Stack diagram by Metahaven.
Soundbite:
“The 1990s mythology that computation was virtual and immaterial got us into a lot of trouble.”
Benjamin Bratton, linking digital immateriality with the climate crises
Takeaway:
‘Data’ and ’waste’ are problematic qualifiers for thinking about what gets generated by technological systems. The distinctions are not as clear-cut as we might think are and often what we label as one, might actually be the other.
Takeaway:
We’ve been overly “blunt” in how we use the word ‘surveillance,’ and focused on its negative connotations. A more useful term is ‘sensing layer’ whereby that monitoring is mobilized for governance.

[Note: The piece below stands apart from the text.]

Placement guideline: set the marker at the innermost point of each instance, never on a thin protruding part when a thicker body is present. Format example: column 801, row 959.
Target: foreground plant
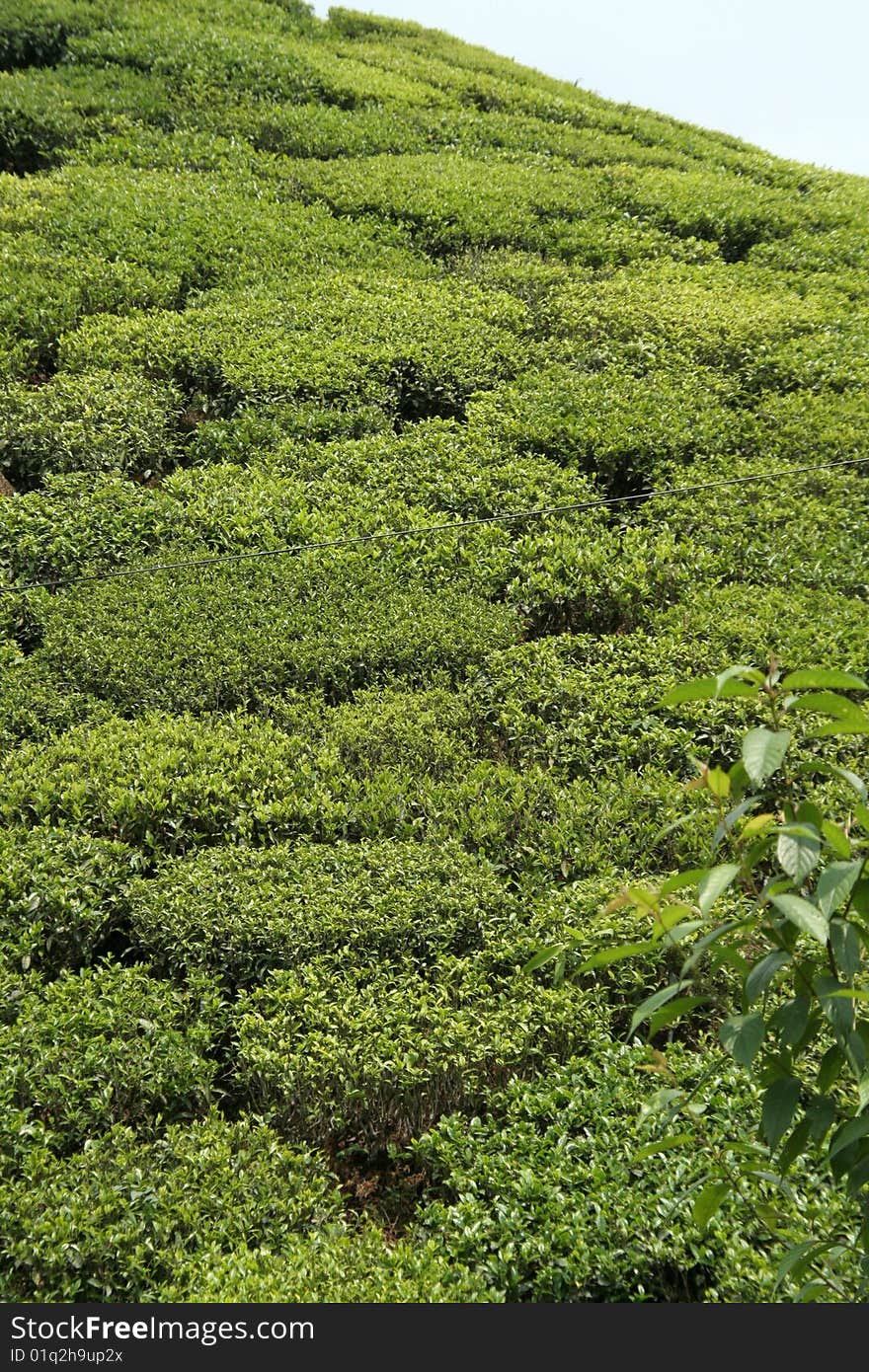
column 771, row 935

In the popular vernacular about surveillance there is a concern about individuals being seen, watched, and compromised, but there are just as many cases of communities and bodies not being seen or tended to (e.g. the many demographics that have become invisible during the pandemic). We’ve been collecting the wrong data—habits of consumption—and it does not help conceive or implement needed positive social change. Climate science is a key example of the kind of datasets and archives we should be building—and acting on.
Soundbite:
“No one single neuro-anatomical disposition has a privileged monopoly on how to think intelligently. What might qualify as intelligence is not duty-bound to any species or phylum. The ability of an organism, however primitive, to map its own surroundings, particularly in relation to the basic terms of friend, food, and foe, is a primordial abstraction, which we do not graduate from so much as develop from this to something like reason and its local human variations.”
Benjamin Bratton, dismissing the primacy of human consciousness
Resources:
• Benjamin Bratton, “Planetary Sapience,” Noema (2021)
• Richard Brautigan, “All Watched Over by Machines of Loving Grace” (1969)
• Anastasia Sinitsyna et al, “Face As Infrastructure” (2020)
Commentary:
Bratton’s framing of the artificial vs. the synthetic, and the statement early in his keynote that “no one single neuro-anatomical disposition has a privileged monopoly on how to think intelligently” echoes some of my own recent research into unconventional computing and Artificial Life, a discipline in computer science concerned with building life, or intelligence, from the bottom up, rather than from the top down. ALife researchers see life as a property of form, not matter—a perspective Bratton evidently shares! The computer scientist Christopher Langton writes about life as a dynamic, non-linear system, which emerges from the interactions between parts. Using an analytic method to examine life’s constituent parts in isolation makes no sense, because we lose those critical interactions that define life. It’s more generative to take a synthetic approach, examining life’s constituent parts in each others’ presence—and even to build instances of those constituent parts in silico. “Rather than take living things apart,” Langton writes, “Artificial Life attempts to put living things together.”